The metaphor is beautiful, but I want to know what he did. How does a pastor who hardly believes in God deliver an Easter sermon? That’s interesting.

Despite these sorts of shortcomings, the book manages to land on some really important ideas. For instance, Bell is convinced that God is constantly drawing people forward. He confronts the idea that Christianity is backwards-looking, trying to achieve a forgotten Golden Age. Troubling passages from Exodus or Deuteronomy, he says, should not be read as a tribal, ruthless God speaking to ruthless tribes. Instead, the immeasurably awesome God is providing these tribes things they can actually do that are just a little bit more just and more orderly than what other tribes do. So Bell makes us consider historical context, but then he also challenges us to consider that we are not as different from the tribe of Israel as we might think. It is here where Bell is at his finest–when he is applying concepts like context and historical criticism and subjectivity to transcend and actually make our view of God bigger rather than smaller.

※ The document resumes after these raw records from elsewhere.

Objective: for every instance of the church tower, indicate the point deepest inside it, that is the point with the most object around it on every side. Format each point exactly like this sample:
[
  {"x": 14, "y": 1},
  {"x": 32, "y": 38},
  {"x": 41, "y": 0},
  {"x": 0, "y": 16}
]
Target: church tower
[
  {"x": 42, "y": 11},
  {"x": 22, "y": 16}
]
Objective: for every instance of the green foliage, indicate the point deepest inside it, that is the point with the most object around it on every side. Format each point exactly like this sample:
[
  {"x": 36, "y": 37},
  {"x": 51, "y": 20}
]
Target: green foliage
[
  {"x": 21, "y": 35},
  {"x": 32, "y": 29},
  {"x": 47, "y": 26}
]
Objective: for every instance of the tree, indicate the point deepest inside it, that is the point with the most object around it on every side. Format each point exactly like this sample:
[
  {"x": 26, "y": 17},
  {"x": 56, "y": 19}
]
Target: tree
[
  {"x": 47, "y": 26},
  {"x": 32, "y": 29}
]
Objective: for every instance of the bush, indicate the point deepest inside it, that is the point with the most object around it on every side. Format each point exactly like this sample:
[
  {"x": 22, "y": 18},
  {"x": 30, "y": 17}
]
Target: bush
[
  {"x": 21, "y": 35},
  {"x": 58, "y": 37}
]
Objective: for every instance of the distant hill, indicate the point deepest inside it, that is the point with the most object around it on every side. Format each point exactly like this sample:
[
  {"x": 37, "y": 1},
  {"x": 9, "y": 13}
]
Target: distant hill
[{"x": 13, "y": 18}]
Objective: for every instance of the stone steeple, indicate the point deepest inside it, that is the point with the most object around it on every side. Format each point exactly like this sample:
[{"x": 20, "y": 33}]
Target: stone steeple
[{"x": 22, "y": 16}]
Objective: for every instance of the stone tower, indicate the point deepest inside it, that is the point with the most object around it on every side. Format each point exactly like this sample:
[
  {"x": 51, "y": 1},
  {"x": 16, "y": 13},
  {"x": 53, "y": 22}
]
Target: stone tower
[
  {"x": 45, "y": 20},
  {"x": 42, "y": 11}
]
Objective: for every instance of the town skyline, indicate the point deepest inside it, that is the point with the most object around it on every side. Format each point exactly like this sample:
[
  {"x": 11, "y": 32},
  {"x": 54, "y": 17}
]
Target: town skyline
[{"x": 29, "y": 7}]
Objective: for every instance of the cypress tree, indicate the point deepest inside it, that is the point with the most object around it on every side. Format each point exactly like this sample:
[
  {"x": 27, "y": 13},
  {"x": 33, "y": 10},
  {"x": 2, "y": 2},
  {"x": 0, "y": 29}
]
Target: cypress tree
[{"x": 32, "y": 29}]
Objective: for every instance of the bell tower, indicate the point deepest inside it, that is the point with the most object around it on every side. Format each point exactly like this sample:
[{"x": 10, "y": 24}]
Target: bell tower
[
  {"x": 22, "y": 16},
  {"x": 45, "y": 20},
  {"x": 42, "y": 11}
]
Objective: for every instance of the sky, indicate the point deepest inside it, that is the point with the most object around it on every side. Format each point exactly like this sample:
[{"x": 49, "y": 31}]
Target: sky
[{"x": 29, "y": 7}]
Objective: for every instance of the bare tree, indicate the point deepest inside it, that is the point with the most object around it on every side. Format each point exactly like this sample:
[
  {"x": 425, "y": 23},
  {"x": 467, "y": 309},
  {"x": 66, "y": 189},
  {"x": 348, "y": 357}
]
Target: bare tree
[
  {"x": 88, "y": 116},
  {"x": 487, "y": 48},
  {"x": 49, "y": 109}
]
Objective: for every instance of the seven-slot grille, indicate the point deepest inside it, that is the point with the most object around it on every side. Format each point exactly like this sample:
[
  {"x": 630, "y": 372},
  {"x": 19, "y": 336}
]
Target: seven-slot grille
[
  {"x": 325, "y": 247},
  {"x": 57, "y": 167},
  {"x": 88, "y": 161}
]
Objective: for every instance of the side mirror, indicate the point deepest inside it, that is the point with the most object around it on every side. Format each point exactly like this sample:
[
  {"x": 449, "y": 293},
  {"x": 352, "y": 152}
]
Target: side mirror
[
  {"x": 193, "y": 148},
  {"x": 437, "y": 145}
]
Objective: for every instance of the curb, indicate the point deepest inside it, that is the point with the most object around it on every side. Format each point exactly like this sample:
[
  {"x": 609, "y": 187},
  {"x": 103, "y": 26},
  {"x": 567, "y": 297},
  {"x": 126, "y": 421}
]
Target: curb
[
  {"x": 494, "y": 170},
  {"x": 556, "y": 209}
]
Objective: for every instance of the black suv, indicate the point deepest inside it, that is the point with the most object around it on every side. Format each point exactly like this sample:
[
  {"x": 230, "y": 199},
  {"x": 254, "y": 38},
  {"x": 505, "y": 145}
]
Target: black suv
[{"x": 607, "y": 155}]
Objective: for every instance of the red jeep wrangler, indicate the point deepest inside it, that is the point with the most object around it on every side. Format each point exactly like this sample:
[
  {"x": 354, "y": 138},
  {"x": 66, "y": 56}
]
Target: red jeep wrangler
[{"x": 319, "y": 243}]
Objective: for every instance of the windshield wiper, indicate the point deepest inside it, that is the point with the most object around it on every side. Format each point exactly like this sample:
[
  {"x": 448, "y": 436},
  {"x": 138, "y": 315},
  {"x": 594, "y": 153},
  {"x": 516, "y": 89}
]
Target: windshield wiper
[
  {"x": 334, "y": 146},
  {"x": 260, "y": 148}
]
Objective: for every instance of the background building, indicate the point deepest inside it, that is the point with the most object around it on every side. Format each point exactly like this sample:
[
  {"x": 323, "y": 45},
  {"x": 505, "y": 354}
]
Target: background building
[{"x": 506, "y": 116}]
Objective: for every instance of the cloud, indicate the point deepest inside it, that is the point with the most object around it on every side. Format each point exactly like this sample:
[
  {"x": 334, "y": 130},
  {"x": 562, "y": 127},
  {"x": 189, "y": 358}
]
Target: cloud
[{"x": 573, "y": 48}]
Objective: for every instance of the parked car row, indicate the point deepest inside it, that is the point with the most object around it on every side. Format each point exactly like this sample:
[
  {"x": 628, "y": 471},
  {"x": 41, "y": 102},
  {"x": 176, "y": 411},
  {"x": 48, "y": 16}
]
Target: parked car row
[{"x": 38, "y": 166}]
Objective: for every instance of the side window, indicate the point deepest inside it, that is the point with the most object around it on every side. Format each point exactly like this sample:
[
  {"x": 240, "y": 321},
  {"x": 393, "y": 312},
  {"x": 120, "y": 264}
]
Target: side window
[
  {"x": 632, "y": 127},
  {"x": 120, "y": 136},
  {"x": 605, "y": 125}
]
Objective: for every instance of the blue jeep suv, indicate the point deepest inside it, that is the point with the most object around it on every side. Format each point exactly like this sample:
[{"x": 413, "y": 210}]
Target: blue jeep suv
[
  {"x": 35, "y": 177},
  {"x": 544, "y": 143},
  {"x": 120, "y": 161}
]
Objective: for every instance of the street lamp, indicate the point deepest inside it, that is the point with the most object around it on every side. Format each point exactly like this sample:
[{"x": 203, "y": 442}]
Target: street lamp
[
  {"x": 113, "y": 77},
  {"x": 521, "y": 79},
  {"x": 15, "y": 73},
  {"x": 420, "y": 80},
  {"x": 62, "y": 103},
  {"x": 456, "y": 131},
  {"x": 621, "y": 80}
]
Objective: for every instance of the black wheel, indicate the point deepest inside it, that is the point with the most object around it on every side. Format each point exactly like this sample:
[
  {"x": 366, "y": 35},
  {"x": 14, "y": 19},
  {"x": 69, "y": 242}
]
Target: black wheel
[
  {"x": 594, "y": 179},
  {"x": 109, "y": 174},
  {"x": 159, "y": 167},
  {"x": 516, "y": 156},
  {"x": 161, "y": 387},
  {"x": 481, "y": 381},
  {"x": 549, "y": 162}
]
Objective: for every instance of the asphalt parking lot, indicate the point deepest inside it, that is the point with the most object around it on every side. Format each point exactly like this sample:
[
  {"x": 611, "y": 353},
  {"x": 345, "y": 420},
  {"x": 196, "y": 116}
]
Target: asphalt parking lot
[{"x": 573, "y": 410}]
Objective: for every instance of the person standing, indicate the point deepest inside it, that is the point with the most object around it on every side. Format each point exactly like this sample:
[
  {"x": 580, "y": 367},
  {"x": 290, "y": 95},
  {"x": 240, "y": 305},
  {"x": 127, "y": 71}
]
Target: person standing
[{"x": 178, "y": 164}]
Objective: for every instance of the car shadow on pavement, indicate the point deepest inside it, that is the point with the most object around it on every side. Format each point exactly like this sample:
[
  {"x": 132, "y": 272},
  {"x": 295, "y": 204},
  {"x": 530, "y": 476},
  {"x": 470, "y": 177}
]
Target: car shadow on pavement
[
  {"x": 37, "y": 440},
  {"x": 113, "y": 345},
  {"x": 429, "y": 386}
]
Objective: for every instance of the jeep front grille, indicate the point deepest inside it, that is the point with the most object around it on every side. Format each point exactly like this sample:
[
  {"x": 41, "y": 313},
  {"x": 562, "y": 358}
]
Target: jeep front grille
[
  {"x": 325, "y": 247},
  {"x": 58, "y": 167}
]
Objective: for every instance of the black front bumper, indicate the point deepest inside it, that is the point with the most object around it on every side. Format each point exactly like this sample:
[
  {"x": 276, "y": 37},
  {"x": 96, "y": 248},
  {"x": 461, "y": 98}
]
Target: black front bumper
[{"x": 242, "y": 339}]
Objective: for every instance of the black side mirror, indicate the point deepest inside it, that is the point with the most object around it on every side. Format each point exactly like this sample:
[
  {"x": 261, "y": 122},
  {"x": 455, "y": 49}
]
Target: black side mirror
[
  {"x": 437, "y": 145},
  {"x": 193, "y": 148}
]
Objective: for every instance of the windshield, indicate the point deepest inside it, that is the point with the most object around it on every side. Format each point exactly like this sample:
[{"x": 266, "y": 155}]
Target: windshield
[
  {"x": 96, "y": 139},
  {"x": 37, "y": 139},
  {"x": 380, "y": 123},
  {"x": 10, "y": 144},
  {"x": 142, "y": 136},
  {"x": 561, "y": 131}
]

The first major argument in the book is that God meets us where we are and then pulls us into the next stage of godliness. God is always a little bit ahead of us, reaching out his hands to carry us to the next place. 

Bell, then, makes faith scary again. Because if God is always a little ahead of us, it’s a little hard to think about how we should think about modern issues–like same-sex marriage, for instance. Same-sex marriage is never explicitly mentioned in the Bible, of course. Same-sex sexual relationships are condemned, even in the New Testament. But same-sex marriage is generally seen as a progressive, forward-thinking issue. And if it’s forward-thinking and God is always ahead of us, then He must be there also. But then is faith contingent on popular opinion? Are we supposed to believe Bell just because he says he is forward-thinking? Can we imagine a Christian leader who seems genuinely committed to progressivism but is against same-sex marriage or other progressive issues that are generally seen as in conflict with Christianity?

The second major argument in the book is that there is no distinction between the holy and the unholy or the sacred and the base.

And that the story of Christianity is about drawing us into understanding how everything is sacred. When Bell talks about this idea, it’s beautiful. And convincing. But it raises many questions. Like, is sin sacred? But there is this sense that if we were able to recognize everything that God has a hand in as sacred–our bodies, other people’s bodies, our minds, other people’s minds, the earth, resources, children, the elderly, married people, single people, Christians, non-Christians, priests, laymen, animals, and outer space–it would be next to impossible to sin.

I don’t think Bell is done with the world. I expect he will continue to be an important leader and will continue to turn people towards Christ. But I also think things are going to get worse in the Church before they get better. The more we hurl the insult of heretic on Bell, the more divisive things become and the more the Church backs itself into a corner.

Postmodernism tells us that everyone, in a certain sense, constructs God in his/her image. So Bell might be creating an overly-liberal God. But then what does that say about conservative Christianity?